English for beekeepers

Wednesday word file: fructose

Fructose is a naturally-occurring monosaccharide (simple sugar) also known as “fruit sugar.” It is the sweetest of all the naturally-occurring carbohydrates, and it is the sugar most easily dissolved in water. Fructose is the principal component of most honey and is responsible for keeping honey from crystallizing.

Fructose can bind with another simple sugar, glucose, to form sucrose—the substance we call table sugar. Most sweet foods contain varying amounts of fructose, glucose, and sucrose but a few—including honey, apples, and pears—are generally extra high in fructose. There are, however, certain types of honey have more glucose than fructose, a situation that causes crystallization.

Natural fructose should not be confused with high-fructose corn syrup, which is product manufactured by treating corn syrup with specific enzymes that convert some of the glucose to fructose. Both natural fructose and high-fructose corn syrup produce hydroxymethylfurfural when heated.

4 Comments

  • The health food store sells fructose in bulk. It looks a lot like sugar, but more sparkly. It’s not cheap. In theory, back to the crystallizing syrup problem, we could make syrup using some fructose instead of all table sugar, and it would be less likely to crystallize?

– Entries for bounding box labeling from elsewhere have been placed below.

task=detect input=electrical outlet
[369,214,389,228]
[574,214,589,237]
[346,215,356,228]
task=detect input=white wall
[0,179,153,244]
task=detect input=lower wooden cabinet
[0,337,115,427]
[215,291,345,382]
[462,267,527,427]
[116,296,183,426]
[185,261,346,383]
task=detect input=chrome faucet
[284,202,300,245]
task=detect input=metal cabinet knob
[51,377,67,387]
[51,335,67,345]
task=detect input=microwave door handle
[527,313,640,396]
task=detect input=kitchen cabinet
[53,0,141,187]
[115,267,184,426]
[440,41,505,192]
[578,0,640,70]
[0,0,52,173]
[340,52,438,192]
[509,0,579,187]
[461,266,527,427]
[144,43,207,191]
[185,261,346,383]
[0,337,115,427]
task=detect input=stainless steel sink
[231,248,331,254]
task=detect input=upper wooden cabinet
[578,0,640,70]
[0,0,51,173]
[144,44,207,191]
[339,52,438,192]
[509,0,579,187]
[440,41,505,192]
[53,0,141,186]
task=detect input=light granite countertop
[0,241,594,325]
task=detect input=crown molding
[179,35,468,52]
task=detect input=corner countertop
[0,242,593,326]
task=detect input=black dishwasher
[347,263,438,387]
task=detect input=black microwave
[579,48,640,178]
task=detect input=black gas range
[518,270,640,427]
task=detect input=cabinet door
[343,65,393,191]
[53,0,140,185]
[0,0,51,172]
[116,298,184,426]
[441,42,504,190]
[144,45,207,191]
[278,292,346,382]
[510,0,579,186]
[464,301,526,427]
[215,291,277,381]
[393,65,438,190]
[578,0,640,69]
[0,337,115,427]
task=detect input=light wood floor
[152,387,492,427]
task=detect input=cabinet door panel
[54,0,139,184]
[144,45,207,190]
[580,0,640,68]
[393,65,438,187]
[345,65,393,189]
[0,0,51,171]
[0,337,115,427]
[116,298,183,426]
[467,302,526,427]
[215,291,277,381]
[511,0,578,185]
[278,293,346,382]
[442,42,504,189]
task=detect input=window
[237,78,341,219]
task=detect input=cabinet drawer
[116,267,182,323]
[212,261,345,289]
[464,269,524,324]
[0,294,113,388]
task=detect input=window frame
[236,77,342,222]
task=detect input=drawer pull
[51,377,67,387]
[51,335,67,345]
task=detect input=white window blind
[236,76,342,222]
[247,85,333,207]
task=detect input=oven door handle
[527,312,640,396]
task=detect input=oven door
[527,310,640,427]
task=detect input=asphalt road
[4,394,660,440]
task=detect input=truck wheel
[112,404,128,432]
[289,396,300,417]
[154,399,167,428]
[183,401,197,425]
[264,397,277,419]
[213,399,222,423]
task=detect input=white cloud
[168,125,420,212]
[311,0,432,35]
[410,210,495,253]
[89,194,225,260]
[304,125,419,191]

    • I think that would work, but I think you would have to use a lot. Like 50-50? Not sure. This is something I will have to look up. Good question.

  • The bee food I use, Ambrosia. contains fructose and never crystallizes, comes premixed, the bees love it. It contains a lot less water than sugar syrup. I buy in bulk, not a lot difference in price than sugar but only made to feed bees.